Dad for his first holy communion
My grandfather, fixing things
My father and his sister Marion
It is hardest, I think, to understand the way that feelings sit in your memory. If you take a walk you will not always remember that walk. But you will always know at some level that you have walked that space. So we share that memory. We have walked with our mothers but do not remember every walk. Our relationship is made of the sum total of those walks so like a symphony our memory is not the individual notes because we cannot hear the individual notes without hearing everything else we are left with the impression of the notes together so our memory is the impression of individual moment linked together by how we feel about them.
Though my father could be an aggressive and loud man at the bakery, he was also, like his skin, a mass of softness and scars. To an extent he replaced the difficulty he had expressing feelings with an over sentimentalism. He was not good at everyday expression but could be brought to tears by momentary realisations. This would often be simply seeing one of us in the bake house and this inspiring a few verses of “There goes my reason for living”. Sometimes it was more serious. There was a hard looking person who worked in the bakery on and off for a while. He was ex-army, with tattoos and square head with black hair. He was always very nice to me and I liked him. He was arrested for child molestation. I remember him in the bakery at some point, I cannot be sure whether it was before or after, saying, “It’s the beer that does it.” He may have been talking about something else. What I am sure about is the moment my father heard. We were working at Yeoman’s way bakery and he was by the knocking out table. Someone told him the news. Tears came into his eyes and he looked over at me, “To think he was here near my children”. And he walked off into his own office, obviously crying.
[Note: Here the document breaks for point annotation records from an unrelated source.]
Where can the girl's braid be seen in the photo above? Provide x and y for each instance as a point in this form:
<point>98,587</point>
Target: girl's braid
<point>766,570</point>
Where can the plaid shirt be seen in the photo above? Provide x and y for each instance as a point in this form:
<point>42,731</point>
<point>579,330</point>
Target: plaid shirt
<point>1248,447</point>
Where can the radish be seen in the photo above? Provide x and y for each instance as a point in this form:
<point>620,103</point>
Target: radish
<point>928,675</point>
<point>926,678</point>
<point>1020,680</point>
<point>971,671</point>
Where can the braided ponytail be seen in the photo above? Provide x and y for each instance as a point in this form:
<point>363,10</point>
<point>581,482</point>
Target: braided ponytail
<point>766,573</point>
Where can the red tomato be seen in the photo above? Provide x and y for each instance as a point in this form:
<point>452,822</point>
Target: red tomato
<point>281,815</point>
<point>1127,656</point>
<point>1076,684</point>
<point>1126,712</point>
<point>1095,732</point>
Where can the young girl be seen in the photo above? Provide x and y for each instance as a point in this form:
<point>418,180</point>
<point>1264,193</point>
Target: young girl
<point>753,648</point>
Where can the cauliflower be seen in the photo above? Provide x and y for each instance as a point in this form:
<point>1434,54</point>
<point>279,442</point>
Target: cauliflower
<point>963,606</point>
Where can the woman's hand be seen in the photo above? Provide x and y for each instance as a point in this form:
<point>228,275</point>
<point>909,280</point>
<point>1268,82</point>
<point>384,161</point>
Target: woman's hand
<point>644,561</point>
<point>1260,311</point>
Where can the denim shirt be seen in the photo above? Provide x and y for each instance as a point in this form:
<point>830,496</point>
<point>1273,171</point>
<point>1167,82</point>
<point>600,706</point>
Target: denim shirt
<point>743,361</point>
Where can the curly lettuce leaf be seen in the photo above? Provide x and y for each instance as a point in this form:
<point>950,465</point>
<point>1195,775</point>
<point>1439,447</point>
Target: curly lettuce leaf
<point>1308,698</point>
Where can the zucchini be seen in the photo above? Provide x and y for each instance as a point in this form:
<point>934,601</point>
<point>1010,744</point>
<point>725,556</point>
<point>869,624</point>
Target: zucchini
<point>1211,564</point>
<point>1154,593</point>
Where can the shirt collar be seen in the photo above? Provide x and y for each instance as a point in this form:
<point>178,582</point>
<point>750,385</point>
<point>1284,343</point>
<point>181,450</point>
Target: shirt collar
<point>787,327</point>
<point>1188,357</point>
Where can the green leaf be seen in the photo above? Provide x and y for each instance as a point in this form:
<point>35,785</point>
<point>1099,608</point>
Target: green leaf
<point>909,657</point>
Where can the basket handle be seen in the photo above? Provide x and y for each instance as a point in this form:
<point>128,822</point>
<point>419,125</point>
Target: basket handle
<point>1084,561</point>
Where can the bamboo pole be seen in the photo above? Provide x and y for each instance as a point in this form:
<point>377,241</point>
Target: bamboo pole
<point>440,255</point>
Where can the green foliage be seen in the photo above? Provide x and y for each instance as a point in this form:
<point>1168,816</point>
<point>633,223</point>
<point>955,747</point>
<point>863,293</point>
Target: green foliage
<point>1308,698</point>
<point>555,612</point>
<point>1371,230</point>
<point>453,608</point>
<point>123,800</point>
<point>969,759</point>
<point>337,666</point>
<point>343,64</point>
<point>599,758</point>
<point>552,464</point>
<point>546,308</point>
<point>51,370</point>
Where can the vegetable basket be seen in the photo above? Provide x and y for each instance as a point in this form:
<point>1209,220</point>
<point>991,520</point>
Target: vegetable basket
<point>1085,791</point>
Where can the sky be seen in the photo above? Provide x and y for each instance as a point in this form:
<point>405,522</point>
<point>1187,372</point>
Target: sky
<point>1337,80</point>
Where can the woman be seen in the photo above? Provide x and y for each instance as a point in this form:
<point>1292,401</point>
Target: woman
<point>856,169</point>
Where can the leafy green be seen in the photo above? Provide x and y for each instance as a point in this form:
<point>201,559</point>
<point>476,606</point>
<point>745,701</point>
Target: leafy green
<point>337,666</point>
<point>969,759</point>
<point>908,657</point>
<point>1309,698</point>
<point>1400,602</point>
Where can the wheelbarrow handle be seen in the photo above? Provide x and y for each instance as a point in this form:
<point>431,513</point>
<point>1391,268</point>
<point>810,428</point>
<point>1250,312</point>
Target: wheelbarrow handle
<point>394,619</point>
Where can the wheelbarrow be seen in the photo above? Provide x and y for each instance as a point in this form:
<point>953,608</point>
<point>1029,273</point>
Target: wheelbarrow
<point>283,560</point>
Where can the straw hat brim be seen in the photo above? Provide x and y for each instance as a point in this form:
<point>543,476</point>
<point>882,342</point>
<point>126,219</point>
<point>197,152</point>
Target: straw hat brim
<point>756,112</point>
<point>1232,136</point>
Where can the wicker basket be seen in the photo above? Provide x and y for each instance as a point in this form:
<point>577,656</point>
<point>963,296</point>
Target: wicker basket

On that occasion the response was instant. Other times it was almost as though he had to work himself up to something. There is a sense in which his lack of a vocabulary for speaking about how he felt demanded a disproportionate response. It was like the songs he liked to sing and the movies he liked to watch, strong, intense, operatic feelings expressed in moments of crisis. Growing up in a family that did not express in words how they felt, he developed his own way of thinking and feeling and expressing those thoughts and feelings that were very different from his siblings. And he felt things- love for my mother most importantly, with striking intensity and consistency. The letters between them before they were married, when she was in Italy and he in England, are direct, open and beautiful. He was not yet writing only in capitals. My mum says, when we look at them together, “We must have been mad”. In fact, of course, in those letters they were saner than they had been or would ever be again.
After the romantics it has become a kind of fetish in our culture to be instrumental about love. In the same way that mental health and therapy have to be based on gradual exposure of a discovered self that is motivated by complex and “abnormal” urges, so we recoil from the simple and unrestrained expression of romantic love. In these letters my parents did not recoil from romantic love and I wish I had seen that side of my father. If only that language could have survived in their relationship and our home. But, in terms of words anyway, it did not.